Neither docetaxel nor vincristine triggers activation of the UPR in melanoma cells. (A) Mel-RM and MM200 cells with or without treatment with TM (3 µM), docetaxel (20 nM), or vincristine (50 ng/ml) for indicated periods were subjected to Western blot analysis. (B) Mel-RM and MM200 cells with or without treatment with TM (3 µM), docetaxel (20 nM), or vincristine (50 ng/ml) for 16 hours. Reverse transcription-polymerase chain reaction products of XBP1 mRNA were digested with *Apa*-LI for 90 minutes followed by electrophoresis. (C) Melanoma cells were treated with TM (3 µM), docetaxel (20 nM), or vincristine (50 ng/ml) for 16 hours. Whole cell lysates were subjected to Western blot analysis. The data shown are representative of three individual experiments.

Discussion

Resistance of melanoma cells to chemotherapeutics is a major obstacle to successful treatment of melanoma once it has spread beyond locoregional sites [1,2,29]. In the present study, we show that induction of ER stress renders melanoma cells even more resistant to two microtubule-targeting chemotherapeutic drugs, docetaxel and vincristine. Our results suggest that adaptation of melanoma cells to ER stress may be an important mechanism of resistance of melanoma cells to the drugs.

In the search for the protective mechanism(s) against docetaxel and vincristine resulting from preloaded ER stress, we found that exposure to TM induced activation of the PI3K/Akt pathway.
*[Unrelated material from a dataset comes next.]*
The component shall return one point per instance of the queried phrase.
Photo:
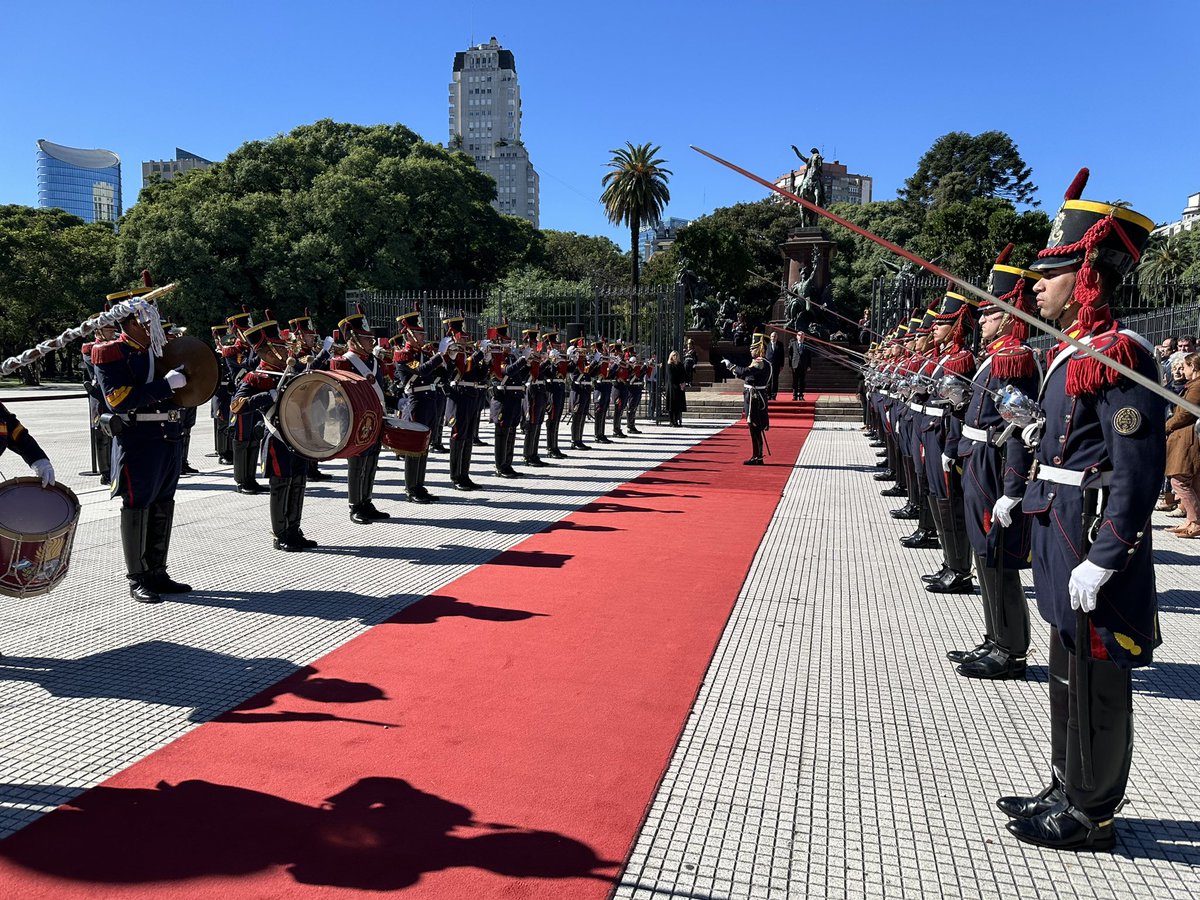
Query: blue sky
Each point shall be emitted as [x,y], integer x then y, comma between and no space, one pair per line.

Kinetically, TM-induced activation of Akt occurred as early as 1 to 3 hours, and the elevated activation levels sustained till 16 to 24 hours. This conformed to the time frame needed by TM to activate the protective mechanism(s) against the drugs.Moreover, inhibition of Akt activation by either the PI3K inhibitor LY294002 or the siRNA knockdown of Akt3 reversed the protection against vincristine- or docetaxel-induced apoptosis by pretreatment with TM. When LY294002 was implemented after initiating the activation of Akt, its effect on TM-mediated protection against the drugs was attenuated. This further confirms the importance of preexisting Akt activity in antagonizing apoptotic signaling induced by docetaxel and vincristine, neither of which induces activation of the PI3K/Akt pathway in melanoma cells [24,25]. Taken together, these results identify activation of Akt as an important protective mechanism against docetaxel and vincristine in melanoma cells undergoing ER stress.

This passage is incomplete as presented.